Updated 22nd Jan
I’ve previously advertised the fact that the latest online discussion that Red Gate has arranged for me to have with Grant Fritchey will be on 23rd Jan and we will be talking about statistics. If you’ve listened in to any of these talks in the past you’ll realise that they are completely unscripted; what you get is a couple of guys in a (virtual) pub comparing and contrasting their favourite database engines and trying to learn a little bit about how the other technology works.
It’s not completely unprepared, though; we’ve usually exchanged a couple of notes with bullet points about the ideas that might come up, and some sort of progression.

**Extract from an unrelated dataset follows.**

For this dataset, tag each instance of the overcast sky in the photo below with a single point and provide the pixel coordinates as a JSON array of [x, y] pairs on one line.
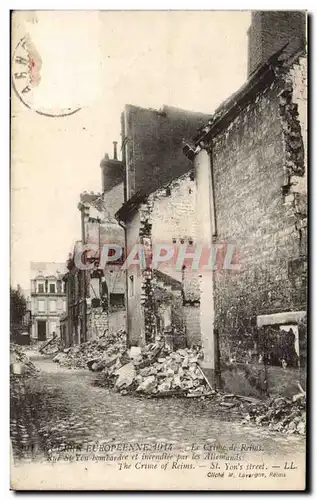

That doesn’t mean that we’ll hit all the bullet points, or follow the order, or not end up talking about something completely unexpected, but it does mean that James Murtagh (our chairman for the event) has a few topics up his sleeve that he can prod us with if he thinks we are going too far off topic.
If you want some idea of how the conversation might go this time around, here’s a copy of an email I’ve just sent to James and Grant:
A couple of ideas for focal points for Wednesday
- Why do we need statistics
- What statistics are (or could be ) created
- How automatically (if at all)
- What does it cost
- How are statistics used
- What statistics do we need that aren’t collected
- What do we do if the statistics are missing
A few briefing comments for Oracle
a) The key reason for collecting stats is to allow the optimizer to work out how much data it will acquire as it steps through an execution plan, and how scattered that data is. The “clustering_factor” of an index is one of the most significant things we can learn about an index and the “num_distinct” for a column combined with the “num_rows” for a table.
b) Oracle doesn’t collect statistics automatically as the data changes (there is a small change coming in 12c) – but there is a default overnight job that checks for objects with stale statistics and refreshes them automatically – this can actually cause problems. There is also a package which allows us to be very flexible about collecting statistics, or even inventing statistics.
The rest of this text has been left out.